Fourth International Workshop on Mining Software Repositories (MSR'07:ICSE Workshops 2007)最新文献

英文中文

Mining Workspace Updates in CVS 在CVS中挖掘工作区更新

Fourth International Workshop on Mining Software Repositories (MSR'07:ICSE Workshops 2007)

Pub Date : 2007-05-20 DOI: 10.1109/MSR.2007.22

Thomas Zimmermann

The version control archive CVS records not only all changes in a project but also activity data such as when developers create or update their workspaces. Furthermore, CVS records when it has to integrate changes because of parallel development. In this paper, we analyze the CVS activity data of four large open-source projects CCC, JBOSS, JEDIT, and PYTHON to investigate parallel development: What is the degree of parallel development? How frequently do conflicts occur during updates and how are they resolved? How do we identify changes that contain integrations?

版本控制存档CVS不仅记录项目中的所有更改，还记录活动数据，例如开发人员何时创建或更新其工作区。此外，CVS会记录由于并行开发而必须集成更改的时间。本文通过分析四个大型开源项目CCC、JBOSS、JEDIT和PYTHON的CVS活动数据来研究并行开发:并行开发的程度如何?更新过程中冲突发生的频率如何?如何解决?我们如何识别包含集成的变更?

引用次数: 56

Visual Data Mining in Software Archives to Detect How Developers Work Together 软件档案中的可视化数据挖掘以检测开发人员如何协同工作

Fourth International Workshop on Mining Software Repositories (MSR'07:ICSE Workshops 2007)

Pub Date : 2007-05-20 DOI: 10.1109/MSR.2007.34

P. Weißgerber, M. Pohl, Michael Burch

Analyzing the check-in information of open source software projects which use a version control system such as CVS or SUBVERSION can yield interesting and important insights into the programming behavior of developers. As in every major project tasks are assigned to many developers, the development must be coordinated between these programmers.
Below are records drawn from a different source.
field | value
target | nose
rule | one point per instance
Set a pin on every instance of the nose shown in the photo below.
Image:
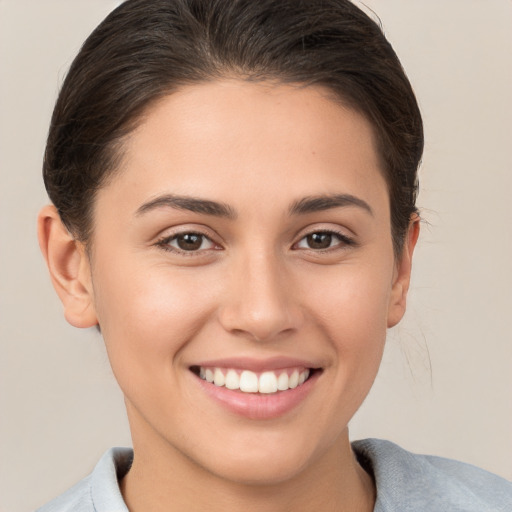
(260, 303)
This paper describes three visualization techniques that help to examine how programmers work together, e.g. if they work as a team or if they develop their part of the software separate from each other. Furthermore, phases of stagnation in the lifetime of a project can be uncovered and thus, possible problems are revealed. To demonstrate the usefulness of these visualization techniques we performed case studies on two open source projects. In these studies interesting patterns of developers' behavior, e.g. the specialization on a certain module can be observed. Moreover, modules that have been changed by many developers can be identified as well as such ones that have been altered by only one programmer.
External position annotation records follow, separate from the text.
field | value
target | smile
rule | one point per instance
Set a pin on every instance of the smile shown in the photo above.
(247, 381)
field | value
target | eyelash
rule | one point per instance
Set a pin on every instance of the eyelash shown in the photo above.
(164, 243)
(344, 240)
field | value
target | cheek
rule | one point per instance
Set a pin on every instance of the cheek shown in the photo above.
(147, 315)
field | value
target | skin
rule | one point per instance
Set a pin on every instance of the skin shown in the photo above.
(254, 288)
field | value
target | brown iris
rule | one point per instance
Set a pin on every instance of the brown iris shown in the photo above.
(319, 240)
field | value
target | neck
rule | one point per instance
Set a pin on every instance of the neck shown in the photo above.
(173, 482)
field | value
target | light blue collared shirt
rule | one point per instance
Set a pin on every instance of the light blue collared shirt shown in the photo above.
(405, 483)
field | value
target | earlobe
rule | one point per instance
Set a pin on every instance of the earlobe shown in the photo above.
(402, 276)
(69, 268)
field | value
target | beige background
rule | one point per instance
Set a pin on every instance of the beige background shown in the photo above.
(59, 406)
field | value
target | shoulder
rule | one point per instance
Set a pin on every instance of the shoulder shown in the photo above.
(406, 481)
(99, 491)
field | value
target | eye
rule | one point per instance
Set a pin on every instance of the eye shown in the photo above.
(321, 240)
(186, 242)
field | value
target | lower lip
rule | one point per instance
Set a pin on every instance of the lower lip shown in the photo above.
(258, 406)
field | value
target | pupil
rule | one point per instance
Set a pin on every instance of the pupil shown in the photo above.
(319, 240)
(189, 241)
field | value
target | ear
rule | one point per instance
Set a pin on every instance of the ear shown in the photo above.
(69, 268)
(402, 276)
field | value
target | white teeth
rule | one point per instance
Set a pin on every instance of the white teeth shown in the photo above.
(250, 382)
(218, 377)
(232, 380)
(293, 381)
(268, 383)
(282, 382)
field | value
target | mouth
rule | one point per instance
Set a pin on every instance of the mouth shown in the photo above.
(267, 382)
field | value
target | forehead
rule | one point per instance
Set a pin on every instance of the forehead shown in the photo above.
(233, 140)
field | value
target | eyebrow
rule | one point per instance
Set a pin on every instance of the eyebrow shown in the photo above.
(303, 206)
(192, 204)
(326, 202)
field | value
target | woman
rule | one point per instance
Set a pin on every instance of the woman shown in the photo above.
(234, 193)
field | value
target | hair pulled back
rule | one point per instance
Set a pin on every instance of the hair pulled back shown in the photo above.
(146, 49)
分析使用版本控制系统(如CVS或SUBVERSION)的开源软件项目的签入信息，可以对开发人员的编程行为产生有趣而重要的见解。在每个主要项目中，任务被分配给许多开发人员，开发必须在这些程序员之间进行协调。本文描述了三种可视化技术，它们有助于检查程序员是如何一起工作的，例如，如果他们作为一个团队工作，或者如果他们开发自己的软件部分是彼此分开的。此外，可以发现项目生命周期中的停滞阶段，从而揭示可能出现的问题。为了演示这些可视化技术的有用性，我们对两个开放源码项目进行了案例研究。在这些研究中，可以观察到开发人员行为的有趣模式，例如对某个模块的专门化。此外，可以识别被许多开发人员更改过的模块，也可以识别只被一个程序员更改过的模块。

引用次数: 36

Mining CVS Repositories to Understand Open-Source Project Developer Roles 挖掘CVS存储库以理解开源项目开发人员角色

Fourth International Workshop on Mining Software Repositories (MSR'07:ICSE Workshops 2007)

Pub Date : 2007-05-20 DOI: 10.1109/MSR.2007.19

Liguo Yu, S. Ramaswamy

This paper presents a model to represent the interactions of distributed open-source software developers and utilizes data mining techniques to derive developer roles. The model is then applied on case studies of two open-source projects, ORAC-DR and Mediawiki with encouraging results.

本文提出了一个模型来表示分布式开源软件开发人员之间的交互，并利用数据挖掘技术派生开发人员角色。然后将该模型应用于两个开源项目(ORAC-DR和Mediawiki)的案例研究，结果令人鼓舞。

引用次数: 58

Defect Data Analysis Based on Extended Association Rule Mining 基于扩展关联规则挖掘的缺陷数据分析

Fourth International Workshop on Mining Software Repositories (MSR'07:ICSE Workshops 2007)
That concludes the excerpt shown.